Pour la Caisse des écoles : l’occasion de mettre en valeur le travail des personnes réfugiées
Depuis dix ans, Refugee food embauche des personnes réfugiées à des postes de chefs et de commis de cuisine, pour favoriser leur insertion dans la société française. La structure comporte à la fois une entreprise d’insertion, proposant un service traiteur à des entreprises, et une association. Cette dernière propose des repas à destination des personnes en situation de précarité qu’elle sert directement, à la Cantine des arbustes et à la Cité de refuge, ou qu’elle fournit à d’autres associations pour les distribuer. « Nous défendons une alimentation durable pour tous et pour toutes », met en avant Alice Delineau. « L’entreprise d’insertion génère des bénéfices qui sont ensuite réinjectés dans l’association. Cette dernière bénéficie en plus de fonds privés et publics », explique-t-elle.
Toujours dans un objectif d’insertion par la cuisine, Refugee food a aussi ouvert des écoles, à Nantes, Paris et Marseille, proposant de former des personnes ayant le statut de réfugié. La formation de commis de cuisine, intitulée « Tournesol », est dispensée à des promotions de douze personnes, deux fois par an, tandis que « Romarin » propose un programme préqualifiant de trois mois.

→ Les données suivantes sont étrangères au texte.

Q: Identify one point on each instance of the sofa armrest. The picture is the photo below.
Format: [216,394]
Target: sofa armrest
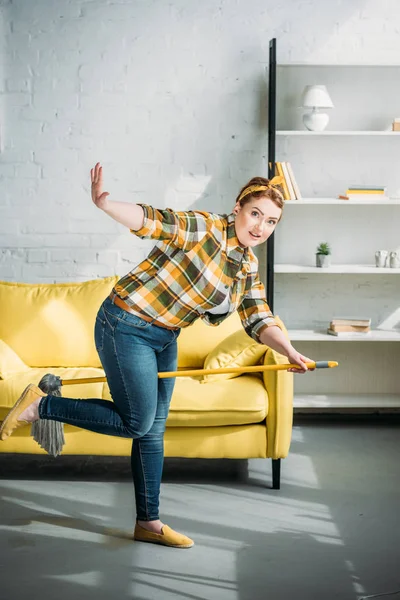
[279,386]
[10,362]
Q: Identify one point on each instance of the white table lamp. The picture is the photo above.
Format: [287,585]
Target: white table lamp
[316,97]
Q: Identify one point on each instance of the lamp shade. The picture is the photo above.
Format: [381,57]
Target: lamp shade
[316,96]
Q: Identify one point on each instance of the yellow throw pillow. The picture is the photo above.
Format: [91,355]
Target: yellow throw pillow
[10,362]
[237,350]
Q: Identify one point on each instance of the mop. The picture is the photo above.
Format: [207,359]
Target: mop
[50,434]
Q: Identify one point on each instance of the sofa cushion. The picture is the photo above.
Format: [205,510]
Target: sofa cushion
[52,324]
[10,362]
[196,341]
[233,402]
[237,401]
[12,387]
[237,350]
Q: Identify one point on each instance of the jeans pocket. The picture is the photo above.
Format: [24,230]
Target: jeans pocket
[99,329]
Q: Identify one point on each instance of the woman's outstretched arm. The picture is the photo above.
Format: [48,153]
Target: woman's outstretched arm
[130,215]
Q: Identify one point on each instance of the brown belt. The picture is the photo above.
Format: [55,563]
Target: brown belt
[118,302]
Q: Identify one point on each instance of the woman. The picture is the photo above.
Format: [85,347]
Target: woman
[202,265]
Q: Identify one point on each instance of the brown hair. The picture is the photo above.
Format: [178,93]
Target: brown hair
[273,192]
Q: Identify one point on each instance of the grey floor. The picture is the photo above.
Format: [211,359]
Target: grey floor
[332,531]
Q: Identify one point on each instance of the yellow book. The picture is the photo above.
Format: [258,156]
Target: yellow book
[294,182]
[286,194]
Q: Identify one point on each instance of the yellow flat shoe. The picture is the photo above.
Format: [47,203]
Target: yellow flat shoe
[168,537]
[11,422]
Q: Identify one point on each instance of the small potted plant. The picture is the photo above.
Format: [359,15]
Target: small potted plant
[323,255]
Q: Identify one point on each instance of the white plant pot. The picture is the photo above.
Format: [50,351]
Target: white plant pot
[315,121]
[323,260]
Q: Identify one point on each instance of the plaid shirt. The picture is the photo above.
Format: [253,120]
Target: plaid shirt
[197,260]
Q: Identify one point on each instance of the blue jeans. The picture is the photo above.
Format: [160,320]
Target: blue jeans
[132,352]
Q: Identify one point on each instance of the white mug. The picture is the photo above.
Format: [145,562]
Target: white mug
[380,258]
[394,260]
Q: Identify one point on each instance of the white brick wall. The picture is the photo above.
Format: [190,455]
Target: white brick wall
[170,95]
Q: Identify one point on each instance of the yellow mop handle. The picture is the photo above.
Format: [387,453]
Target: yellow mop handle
[322,364]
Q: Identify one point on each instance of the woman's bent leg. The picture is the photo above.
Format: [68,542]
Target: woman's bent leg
[130,366]
[148,451]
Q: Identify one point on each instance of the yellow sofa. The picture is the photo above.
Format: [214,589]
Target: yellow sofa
[49,328]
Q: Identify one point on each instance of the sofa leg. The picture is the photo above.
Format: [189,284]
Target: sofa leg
[276,473]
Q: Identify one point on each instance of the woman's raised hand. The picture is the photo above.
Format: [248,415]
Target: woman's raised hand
[98,196]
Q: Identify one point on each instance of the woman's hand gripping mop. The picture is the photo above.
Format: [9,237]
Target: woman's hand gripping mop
[50,434]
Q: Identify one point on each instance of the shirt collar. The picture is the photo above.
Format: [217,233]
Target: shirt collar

Du côté de la caisse des écoles, la participation au festival est l’occasion de mettre en valeur le travail des personnes réfugiées dans les établissements. « Sans les personnes étrangères, les services publics scolaires ne tourneraient pas. Il y a un vrai travail à faire pour visibiliser leurs apports », considère Patrick Lafollie, le directeur de la Caisse des écoles du 14e arrondissement.